Real-time observation of macroscopic helical morphologies under optical microscope: a curious case of π–π stacking driven molecular self-assembly of an organic gelator devoid of hydrogen bonding
(Wiley, 2022-12) Basu, Sushmita
Supramolecular assemblies such as tubules/helix/double helix/helical tape etc. are usually submicron objects preventing direct observation under optical microscope. Chiral-pure form of these assemblies is important for potential applications.
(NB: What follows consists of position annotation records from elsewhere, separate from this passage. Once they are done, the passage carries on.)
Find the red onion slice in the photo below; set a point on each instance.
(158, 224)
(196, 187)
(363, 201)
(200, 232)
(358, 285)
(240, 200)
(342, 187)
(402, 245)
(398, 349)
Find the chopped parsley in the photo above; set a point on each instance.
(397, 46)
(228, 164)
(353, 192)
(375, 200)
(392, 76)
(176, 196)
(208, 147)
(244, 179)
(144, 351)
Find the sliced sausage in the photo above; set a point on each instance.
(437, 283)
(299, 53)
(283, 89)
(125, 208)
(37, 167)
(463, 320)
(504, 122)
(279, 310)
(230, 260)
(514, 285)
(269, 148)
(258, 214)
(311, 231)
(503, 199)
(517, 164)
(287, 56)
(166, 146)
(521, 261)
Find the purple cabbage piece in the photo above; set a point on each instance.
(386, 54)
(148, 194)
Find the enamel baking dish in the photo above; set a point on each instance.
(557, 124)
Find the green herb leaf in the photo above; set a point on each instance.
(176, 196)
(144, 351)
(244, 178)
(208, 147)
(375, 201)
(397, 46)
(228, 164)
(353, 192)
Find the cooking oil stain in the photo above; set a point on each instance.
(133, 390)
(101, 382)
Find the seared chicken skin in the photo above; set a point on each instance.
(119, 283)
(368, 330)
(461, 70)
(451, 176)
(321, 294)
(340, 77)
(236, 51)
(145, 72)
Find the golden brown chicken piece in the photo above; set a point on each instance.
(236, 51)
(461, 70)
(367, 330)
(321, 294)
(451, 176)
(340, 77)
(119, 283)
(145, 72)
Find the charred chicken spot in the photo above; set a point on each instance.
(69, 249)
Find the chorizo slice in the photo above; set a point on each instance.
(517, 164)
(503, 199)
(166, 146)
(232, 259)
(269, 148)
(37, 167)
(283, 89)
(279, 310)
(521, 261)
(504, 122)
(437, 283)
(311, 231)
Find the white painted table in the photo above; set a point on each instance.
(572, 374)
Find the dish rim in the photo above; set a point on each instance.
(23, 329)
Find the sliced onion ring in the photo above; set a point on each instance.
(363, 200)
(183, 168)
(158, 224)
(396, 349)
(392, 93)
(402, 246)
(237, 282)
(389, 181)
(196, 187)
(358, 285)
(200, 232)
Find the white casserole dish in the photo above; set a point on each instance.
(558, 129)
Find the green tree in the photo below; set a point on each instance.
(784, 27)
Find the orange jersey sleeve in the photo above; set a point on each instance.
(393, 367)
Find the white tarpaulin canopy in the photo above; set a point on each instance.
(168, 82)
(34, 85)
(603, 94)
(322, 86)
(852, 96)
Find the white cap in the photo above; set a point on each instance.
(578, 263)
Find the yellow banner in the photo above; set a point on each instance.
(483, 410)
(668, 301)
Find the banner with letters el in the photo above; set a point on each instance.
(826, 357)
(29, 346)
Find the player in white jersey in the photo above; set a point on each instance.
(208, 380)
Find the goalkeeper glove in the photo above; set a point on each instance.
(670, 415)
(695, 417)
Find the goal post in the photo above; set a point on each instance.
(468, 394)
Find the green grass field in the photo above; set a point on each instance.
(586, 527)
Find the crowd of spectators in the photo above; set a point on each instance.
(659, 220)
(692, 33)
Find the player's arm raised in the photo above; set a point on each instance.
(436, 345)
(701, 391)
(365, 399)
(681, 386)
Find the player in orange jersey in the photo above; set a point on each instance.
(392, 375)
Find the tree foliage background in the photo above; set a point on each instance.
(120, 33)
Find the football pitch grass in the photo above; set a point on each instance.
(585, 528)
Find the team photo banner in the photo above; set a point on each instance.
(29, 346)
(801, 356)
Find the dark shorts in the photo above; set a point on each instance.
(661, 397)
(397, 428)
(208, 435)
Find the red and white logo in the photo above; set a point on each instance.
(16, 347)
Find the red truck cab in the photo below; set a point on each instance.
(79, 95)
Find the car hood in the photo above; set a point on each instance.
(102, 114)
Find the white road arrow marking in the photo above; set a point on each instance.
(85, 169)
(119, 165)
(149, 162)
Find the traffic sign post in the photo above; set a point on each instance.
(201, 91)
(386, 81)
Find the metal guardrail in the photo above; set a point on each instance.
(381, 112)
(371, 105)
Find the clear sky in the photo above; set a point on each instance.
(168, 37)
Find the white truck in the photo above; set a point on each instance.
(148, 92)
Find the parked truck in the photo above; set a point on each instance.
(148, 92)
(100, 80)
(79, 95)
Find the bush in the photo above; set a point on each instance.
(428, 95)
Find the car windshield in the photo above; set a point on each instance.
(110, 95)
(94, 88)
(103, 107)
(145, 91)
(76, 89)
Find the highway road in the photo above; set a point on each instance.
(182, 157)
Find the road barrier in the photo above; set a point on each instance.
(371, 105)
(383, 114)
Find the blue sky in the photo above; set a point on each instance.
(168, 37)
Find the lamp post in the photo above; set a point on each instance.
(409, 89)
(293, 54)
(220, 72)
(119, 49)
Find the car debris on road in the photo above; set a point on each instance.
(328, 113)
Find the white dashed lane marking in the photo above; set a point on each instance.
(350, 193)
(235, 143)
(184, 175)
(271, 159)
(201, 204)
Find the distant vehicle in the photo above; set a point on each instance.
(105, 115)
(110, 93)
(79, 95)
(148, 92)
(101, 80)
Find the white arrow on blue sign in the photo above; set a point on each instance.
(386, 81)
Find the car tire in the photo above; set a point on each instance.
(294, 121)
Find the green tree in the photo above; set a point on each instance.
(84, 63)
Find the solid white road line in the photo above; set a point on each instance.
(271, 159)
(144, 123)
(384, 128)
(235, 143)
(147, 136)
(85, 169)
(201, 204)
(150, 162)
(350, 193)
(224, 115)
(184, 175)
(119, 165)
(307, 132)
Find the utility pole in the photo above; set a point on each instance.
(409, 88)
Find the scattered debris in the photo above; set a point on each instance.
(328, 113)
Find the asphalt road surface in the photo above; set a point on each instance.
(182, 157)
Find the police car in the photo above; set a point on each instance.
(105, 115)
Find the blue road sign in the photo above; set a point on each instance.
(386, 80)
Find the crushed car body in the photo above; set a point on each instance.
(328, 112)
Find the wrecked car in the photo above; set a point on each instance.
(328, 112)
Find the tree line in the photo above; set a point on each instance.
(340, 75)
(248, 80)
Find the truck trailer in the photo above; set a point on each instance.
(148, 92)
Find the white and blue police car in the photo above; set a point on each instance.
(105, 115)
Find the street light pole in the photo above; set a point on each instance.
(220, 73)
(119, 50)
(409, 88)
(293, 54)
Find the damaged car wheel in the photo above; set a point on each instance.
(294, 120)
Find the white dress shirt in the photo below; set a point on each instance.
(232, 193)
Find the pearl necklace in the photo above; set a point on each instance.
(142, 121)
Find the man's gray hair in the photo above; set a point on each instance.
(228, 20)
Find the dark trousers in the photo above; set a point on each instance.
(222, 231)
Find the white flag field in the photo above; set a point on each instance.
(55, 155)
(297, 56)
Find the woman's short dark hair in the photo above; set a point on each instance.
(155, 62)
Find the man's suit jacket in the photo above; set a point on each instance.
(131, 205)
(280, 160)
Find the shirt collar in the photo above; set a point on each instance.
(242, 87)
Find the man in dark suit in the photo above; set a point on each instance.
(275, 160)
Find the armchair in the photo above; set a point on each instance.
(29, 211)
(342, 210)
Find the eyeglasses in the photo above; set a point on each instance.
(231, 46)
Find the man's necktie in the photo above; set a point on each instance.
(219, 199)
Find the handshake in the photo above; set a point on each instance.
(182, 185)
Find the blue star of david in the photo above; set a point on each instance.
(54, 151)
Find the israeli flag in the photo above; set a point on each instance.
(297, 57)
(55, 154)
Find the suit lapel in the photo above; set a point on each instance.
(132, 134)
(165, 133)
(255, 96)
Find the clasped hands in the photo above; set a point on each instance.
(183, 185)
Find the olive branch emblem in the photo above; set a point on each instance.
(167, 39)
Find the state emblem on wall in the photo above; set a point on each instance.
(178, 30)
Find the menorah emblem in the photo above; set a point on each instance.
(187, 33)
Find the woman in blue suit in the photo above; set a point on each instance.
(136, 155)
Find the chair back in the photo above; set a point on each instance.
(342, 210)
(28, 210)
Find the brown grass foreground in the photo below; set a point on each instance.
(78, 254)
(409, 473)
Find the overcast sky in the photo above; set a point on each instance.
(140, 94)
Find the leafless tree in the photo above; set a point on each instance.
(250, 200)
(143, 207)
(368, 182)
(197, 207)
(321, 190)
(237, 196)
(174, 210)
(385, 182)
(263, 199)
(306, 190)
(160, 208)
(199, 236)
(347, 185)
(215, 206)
Herein, we report a rare phenomenon wherein a DMSO gel of a simple terpyridine derivative [(4-CNPhe)4PyTerp] produced macroscopic helical morphologies (μm length scale) which could be observed under optical microscope, formation of which could be monitored by optical videography, stable enough to withstand acidic vapour, robust enough to display reversible gel↔sol in response to acidic and ammonia vapour and sturdy enough to be maneuvered with a needle. These properties appeared to be unique to the title compound as the other related derivatives failed to display such assembly structures. SXRD and MD simulation studies suggested that weak interactions (π-π stacking) played a crucial role in the self-assembly process.